В мире явлений все течет и все изменяется. Но любой предмет, любой объект, на каком-то более или менее длительном промежутке времени и в каких-то более или менее определенных пределах мы можем считать неизменным и самостоятельно существующим. Правда, эта неизменность и самостоятельность не совсем точная, приближенная, и, главное, всегда ограниченная временем. В мире явлений нет объектов, чье существование не было бы ограничено временными рамками. Но рассудок никогда не может удержаться от экстраполяции своих принципов в бесконечность. Если существует априорное понятие "Присущность и самостоятельное существование", значит, должен быть в природе объект, чье существование и количественные характеристики постоянны во времени без всяких ограничений. Раз такого объекта нет среди чувственно воспринимаемых предметов, значит, его надо придумать, создать силой воображения. Этот продукт воображения и называется "субстанция" (или "вещество").
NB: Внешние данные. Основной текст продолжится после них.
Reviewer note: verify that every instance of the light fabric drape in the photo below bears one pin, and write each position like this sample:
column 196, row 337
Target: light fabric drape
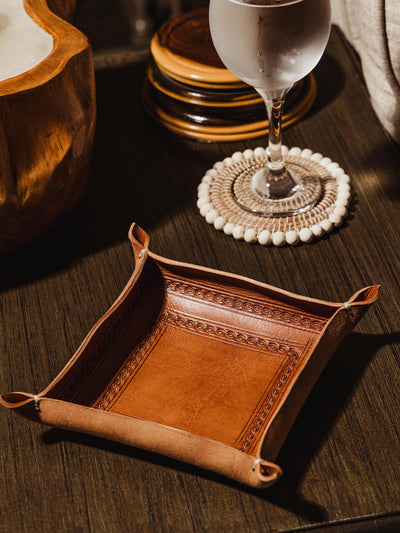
column 373, row 28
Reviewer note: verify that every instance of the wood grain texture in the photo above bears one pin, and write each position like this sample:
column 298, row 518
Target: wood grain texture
column 47, row 120
column 341, row 460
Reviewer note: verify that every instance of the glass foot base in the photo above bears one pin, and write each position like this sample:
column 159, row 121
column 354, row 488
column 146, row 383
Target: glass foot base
column 232, row 197
column 252, row 191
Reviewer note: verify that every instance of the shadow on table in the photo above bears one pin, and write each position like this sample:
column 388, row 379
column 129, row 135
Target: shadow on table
column 308, row 433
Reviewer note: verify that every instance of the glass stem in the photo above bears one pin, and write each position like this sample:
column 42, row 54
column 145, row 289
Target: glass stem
column 274, row 103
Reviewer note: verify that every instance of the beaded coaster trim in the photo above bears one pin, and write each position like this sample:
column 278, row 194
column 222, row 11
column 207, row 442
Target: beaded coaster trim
column 218, row 207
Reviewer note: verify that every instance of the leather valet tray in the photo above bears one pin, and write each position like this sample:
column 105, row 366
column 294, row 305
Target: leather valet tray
column 202, row 366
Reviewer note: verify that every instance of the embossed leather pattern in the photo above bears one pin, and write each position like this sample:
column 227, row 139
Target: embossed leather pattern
column 200, row 365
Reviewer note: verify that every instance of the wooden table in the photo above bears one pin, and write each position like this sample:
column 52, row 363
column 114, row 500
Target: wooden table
column 341, row 460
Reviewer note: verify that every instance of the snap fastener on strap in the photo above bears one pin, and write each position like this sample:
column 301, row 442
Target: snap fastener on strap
column 142, row 252
column 257, row 462
column 37, row 400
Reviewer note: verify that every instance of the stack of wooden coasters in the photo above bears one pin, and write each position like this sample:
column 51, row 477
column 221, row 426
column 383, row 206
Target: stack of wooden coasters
column 190, row 92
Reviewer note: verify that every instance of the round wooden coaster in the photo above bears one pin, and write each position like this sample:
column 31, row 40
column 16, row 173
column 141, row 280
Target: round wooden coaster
column 183, row 49
column 190, row 92
column 217, row 203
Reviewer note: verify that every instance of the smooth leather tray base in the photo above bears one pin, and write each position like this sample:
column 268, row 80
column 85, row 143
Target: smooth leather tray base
column 199, row 365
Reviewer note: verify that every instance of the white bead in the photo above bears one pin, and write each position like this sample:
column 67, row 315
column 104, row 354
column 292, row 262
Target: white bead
column 250, row 235
column 237, row 156
column 201, row 201
column 306, row 235
column 203, row 187
column 343, row 188
column 316, row 157
column 212, row 172
column 292, row 237
column 238, row 232
column 306, row 153
column 337, row 172
column 317, row 230
column 326, row 225
column 228, row 228
column 332, row 167
column 278, row 238
column 211, row 216
column 205, row 208
column 335, row 219
column 259, row 152
column 295, row 151
column 219, row 223
column 325, row 161
column 264, row 237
Может быть, некоторые скажут: "Что за чепуха?! Как можно называть вещество продуктом воображения, ведь с помощью электронного микроскопа можно даже видеть очертания крупных молекул!"

Наивные люди. Джордж Беркли еще в 1710-м году понимал, что то, что мы помещаем на стеклышко микроскопа, и то, что мы видим глядя в его окуляр, это не один и тот же объект, это два разные комплекса ощущений[4]. Конечно, между ними есть определенные корреляции, функциональные соотношения, и микроскоп – очень полезный инструмент для научных исследований, т.е. для выяснения связей между явлениями. Однако нет достаточных оснований полагать, что оба эти комплекса ощущений порождаются одними и теми же воздействиями "вещей самих по себе".

5.2.3.3.

––

Свойства субстанции

––

У субстанции всего 3 свойства:

1.) Чистая субстанция недоступна чувственному восприятию. Чувственно воспринимать мы можем только сделанные из нее предметы (т.е. части субстанции, принявшие определенную форму).

2.) Субстанция аддитивна. Если предмет состоит из нескольких частей, то количество субстанции в этом предмете равно сумме количеств субстанции во всех его частях. Т.е. когда предмет распадается на составные части, или наоборот, из разных составляющих образуется новый предмет, количество субстанции остается неизменным.

3.) Субстанция неуничтожима и несотворима, ее количество в нашем мире неизменно. Это есть прямое следствие неизменности мира "вещей самих по себе". Даже если наш мир бесконечен, и соответственно бесконечно количество субстанции в нем, это свойство отнюдь не лишено смысла. Исчезновение или появление из ничего конечного количества субстанции в бесконечном мире вполне однородно с внезапным сотворением всего мира из ничего или внезапным превращением его в ничто.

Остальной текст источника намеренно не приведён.